After all, George Washington was a slave owner.

So, please send all of your one dollar bills, and any that you may receive in the future, to me and I will personally dispose of them. After all, we don't want this tainted currency in circulation.

Ralph


----------



## somedevildawg (Jun 20, 2011)

This is all old hat for us down in the Deep South.....we used to have a statue of General Lee and also one of the soldier boy. 40 yrs ago, we had to remove them from their places of display and move them to the outskirts of town in a rundown cemetery, like I've said before, it's like the rest of the country is just now catching up tho the shit we've been dealing with for decades......if you hired a man/woman it had to be a black person, the next had to be a white person, then black then white, black/white.....same thing for promotions......almost the entire city police department is now black, public city works, fire department you name it, dominated by black folk.....of course the federal mandate was lifted now....they have enough diversity in the town, and it's just about bankrupt


----------



## swmnhay (Jun 13, 2008)

They should replace them with a monument for the Libtards.


----------



## swmnhay (Jun 13, 2008)

And another.


----------



## somedevildawg (Jun 20, 2011)

Sorry Cy, but that statue represents individuality.....we won't stand for that.
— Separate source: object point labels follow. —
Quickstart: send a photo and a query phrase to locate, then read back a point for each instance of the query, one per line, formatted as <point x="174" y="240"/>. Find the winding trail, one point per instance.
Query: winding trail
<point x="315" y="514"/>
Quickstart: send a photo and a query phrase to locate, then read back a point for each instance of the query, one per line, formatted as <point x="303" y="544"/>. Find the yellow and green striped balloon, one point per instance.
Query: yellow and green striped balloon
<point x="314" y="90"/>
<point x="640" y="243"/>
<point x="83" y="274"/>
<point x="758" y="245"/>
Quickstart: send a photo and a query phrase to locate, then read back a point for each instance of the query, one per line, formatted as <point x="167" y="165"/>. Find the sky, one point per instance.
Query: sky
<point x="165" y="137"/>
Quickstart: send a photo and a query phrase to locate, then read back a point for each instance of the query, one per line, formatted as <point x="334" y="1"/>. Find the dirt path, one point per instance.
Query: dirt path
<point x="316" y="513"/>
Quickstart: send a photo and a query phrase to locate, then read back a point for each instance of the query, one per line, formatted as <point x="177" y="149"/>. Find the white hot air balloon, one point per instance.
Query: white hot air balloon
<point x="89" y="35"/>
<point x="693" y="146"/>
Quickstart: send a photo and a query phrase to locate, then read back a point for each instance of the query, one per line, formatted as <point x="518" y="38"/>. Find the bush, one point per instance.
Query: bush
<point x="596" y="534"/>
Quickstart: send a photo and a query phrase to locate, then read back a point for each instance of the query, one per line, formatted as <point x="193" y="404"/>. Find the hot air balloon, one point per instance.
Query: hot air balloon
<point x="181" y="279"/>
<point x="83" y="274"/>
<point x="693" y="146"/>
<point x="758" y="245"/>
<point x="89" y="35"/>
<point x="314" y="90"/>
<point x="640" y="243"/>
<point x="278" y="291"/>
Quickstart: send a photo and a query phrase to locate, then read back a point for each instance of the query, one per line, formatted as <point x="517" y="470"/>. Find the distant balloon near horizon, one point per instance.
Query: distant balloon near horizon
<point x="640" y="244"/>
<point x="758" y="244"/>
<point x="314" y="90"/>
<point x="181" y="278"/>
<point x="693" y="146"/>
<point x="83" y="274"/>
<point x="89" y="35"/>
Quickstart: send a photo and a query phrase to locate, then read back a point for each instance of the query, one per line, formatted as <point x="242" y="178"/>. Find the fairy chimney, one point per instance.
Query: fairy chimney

Everyone knows no two snowflakes are alike.....that monument has to go, good try, but it won't fit nicely into our cookie cutter society. Not to mention, it's the wrong color....what were you thinkin'


----------



## mlappin (Jun 25, 2009)

Really want to end slavery? Abolish the IRS


----------



## IHCman (Aug 27, 2011)




----------



## RockmartGA (Jun 29, 2011)

It is amazing what 50 years of non-stop, politically correct propaganda can do. If there ever were an example of a man we should try to emulate, it would be Robert E. Lee.

https://www.lewrockwell.com/2004/09/charley-reese/the-example-of-robert-e-lee/


----------



## Palmettokat (Jul 10, 2017)

RockmartGA said:


> It is amazing what 50 years of non-stop, politically correct propaganda can do. If there ever were an example of a man we should try to emulate, it would be Robert E. Lee.
> 
> https://www.lewrockwell.com/2004/09/charley-reese/the-example-of-robert-e-lee/


He was a very fine person who this country would be blessed to have a million like him.

In January of 2001 my middle sister had retirement dinner at Fort Mead in Washington DC. Not sure her Civil Service level but it required a Congressional Vote. The audience was Air Force and Army Generals, Colonels and Sergeants. She was presented for a retirement gift a picture of Confederate Generals of the Civil War. Impressed me. That was 16 years ago...9/11 was 16 years ago, what changed....the Democrat Party over the last few years.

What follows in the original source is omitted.